Неся всю эту чепуху, Змееныш исподтишка озирался по сторонам. Даже в случае возможного разоблачения ему и в голову не приходило пытаться мериться силами с преподобным Банем. Все равно что совать руку в пламя в надежде, что не обожжет! Зато... вон ущельице меж двумя холмами, и если припустить вдоль колючей стены можжевельника, после нырнуть в глинистый распадок, а там и холмы нужные тут как тут!..

Змееныш должен был попасть в Бэйцзин.

А с Банем или без — это уж как получится.

— Явлюсь я в Столицу, к мудрому наставнику Чжан Во, — улыбнулся монах, катая желваки и словно напрочь забыв о предыдущей теме разговора. — Явлюсь и скажу... Интересно, юный мой инок, каким ты себе представляешь наставника Чжана?

— Каким? — Змееныш сделал вид, что смешался, внутренне обрадовавшись безобидному вопросу. Похоже, бегство откладывалось. Надолго ли?

— Каким? — еще раз задумчиво прищурился Цай. — Ну, огромным, как дракон... или как главный воинский наставник Лю! Что называется, могуч и славен, глаза треугольные, ребра что бревна, голова словно башня! Чело задумчивое, покрыто шапкой из тончайшего шелка, лицо и уши удлиненные, подобно лику милостивого Будды... Стоит наставник Чжан у верхней ступени трона, дает государю мудрые советы, радеет о благе Чжунго! И вид наставника Чжана во всем подобен... да вот вашему и подобен, наставник Бань! Точь-в-точь, как одна мама рожала!

Преподобный Бань смеялся.

Он смеялся так заливисто и открыто, что даже носильщики ни с того ни с сего приободрились и затянули мерным речитативом:

Все новые песни да танцы подай богачу — С недугом пора богачу обратиться к врачу!

Наконец монах отсмеялся и утер слезы.

— Тебе не в иноки, тебе б в сказители податься! — чуть охрипшим голосом бросил преподобный Бань. — То-то радости у базарных зевак было бы! А в общем, ты прав... и глаза треугольные, и уши удлиненные, и о благе радеет. Так радеет, что все время в разъездах! Явится в одну провинцию, явится в другую и давай сразу же местных силачей на помост звать! Выходите, герои и удальцы: один на один, трое вооруженных на одного безоружного, скопом против деревянной скамейки да палочек для еды!
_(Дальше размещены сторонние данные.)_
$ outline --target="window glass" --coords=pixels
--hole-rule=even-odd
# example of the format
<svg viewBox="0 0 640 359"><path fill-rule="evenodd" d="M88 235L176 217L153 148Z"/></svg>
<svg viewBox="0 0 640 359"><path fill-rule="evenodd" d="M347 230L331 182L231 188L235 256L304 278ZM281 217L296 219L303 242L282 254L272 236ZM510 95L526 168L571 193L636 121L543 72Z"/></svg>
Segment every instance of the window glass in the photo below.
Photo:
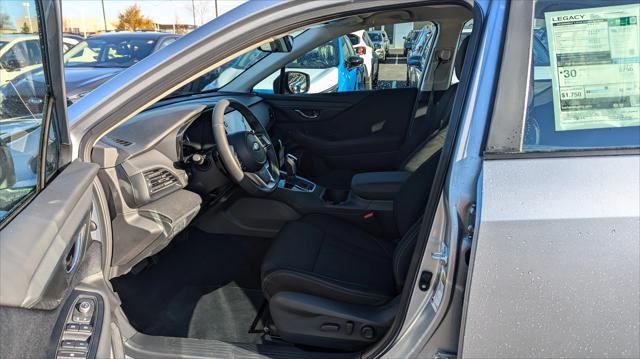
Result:
<svg viewBox="0 0 640 359"><path fill-rule="evenodd" d="M149 56L155 44L154 38L130 35L89 38L65 54L65 67L130 67Z"/></svg>
<svg viewBox="0 0 640 359"><path fill-rule="evenodd" d="M34 1L19 5L32 16L9 12L0 34L0 222L39 186L42 111L47 100L36 5ZM44 91L34 91L34 83L43 84ZM47 172L53 174L57 151L52 148L51 154L56 159Z"/></svg>
<svg viewBox="0 0 640 359"><path fill-rule="evenodd" d="M640 4L539 0L523 150L640 146Z"/></svg>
Трижды кланяюсь и нижайше прошу! И что ты думаешь, милый мой инок, — выходят...

Веселье Баня как ветром сдуло, что-то болезненное, злое пробилось в словах; и Змееныш почувствовал — не в нем, не в лазутчике жизни дело!

В другом, сокровенном, о чем только вот с дураком служкой и поговоришь...

— Выходят герои! Каждому птица Пэн в огузок клювом сунула — лестно великого мастера с клеймеными руками прилюдно победить! А потом гудит по Срединной стоустым эхом: наставник Чжан чудеса на помосте творил, ан после его чудес местные князья да знатные хоу не своей смертью помирают! Того на охоте случайно подстрелили, этот от темной горячки скончался! Небось заговор против государя плели! Государю от смерти непокорных польза, наставнику Чжану — почет да слава, а Поднебесной — сплошные напасти и «Безумие Будды»! Гневается Будда-то — почему монах, от мира ушедший, в миру козни творит?! Скажешь, не слышал? Отвечай!